Thanks for question and answer.
For those having issue, you can try following function to remove data that is longer than by default 6 seconds on common_voice_test and common_voice_train .
As I already processed and saved I remove long data just before train (it is pretty fast for i7 16Gb)
def remove_long_common_voicedata(dataset, max_seconds=6):
#convert pyarrow table to pandas
dftest= dataset.to_pandas()
#find out length of input_values
dftest['len']= dftest['input_values'].apply(len)
#for wav2vec training we already resampled to 16khz
#remove data that is longer than max_seconds (6 seconds ideal)
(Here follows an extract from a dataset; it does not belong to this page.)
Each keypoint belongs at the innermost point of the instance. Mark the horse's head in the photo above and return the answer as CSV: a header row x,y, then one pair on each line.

maxLength = max_seconds*16000
dftest= dftest[dftest['len']<maxLength]
dftest = dftest.drop('len', 1)
#convert back to pyarrow table to use in trainer
dataset= dataset.from_pandas(dftest)
#directly remove do not wait for gc
del dftest
return dataset
-
Also if you trained and it failed if you change something and restart training Cuda may give out of memory so before defining model and trainer, you can make sure you have more memory.
import gc
gc.collect()
#do below before defining model and trainer if you change batch size etc
#del trainer
#del model
torch.cuda.empty_cache() -
I also needed to set group_by_length to False as it hogged up memory initially, group_by_length=False , reduced batch size to 4 in TrainingArguments (RTX2070 8GB)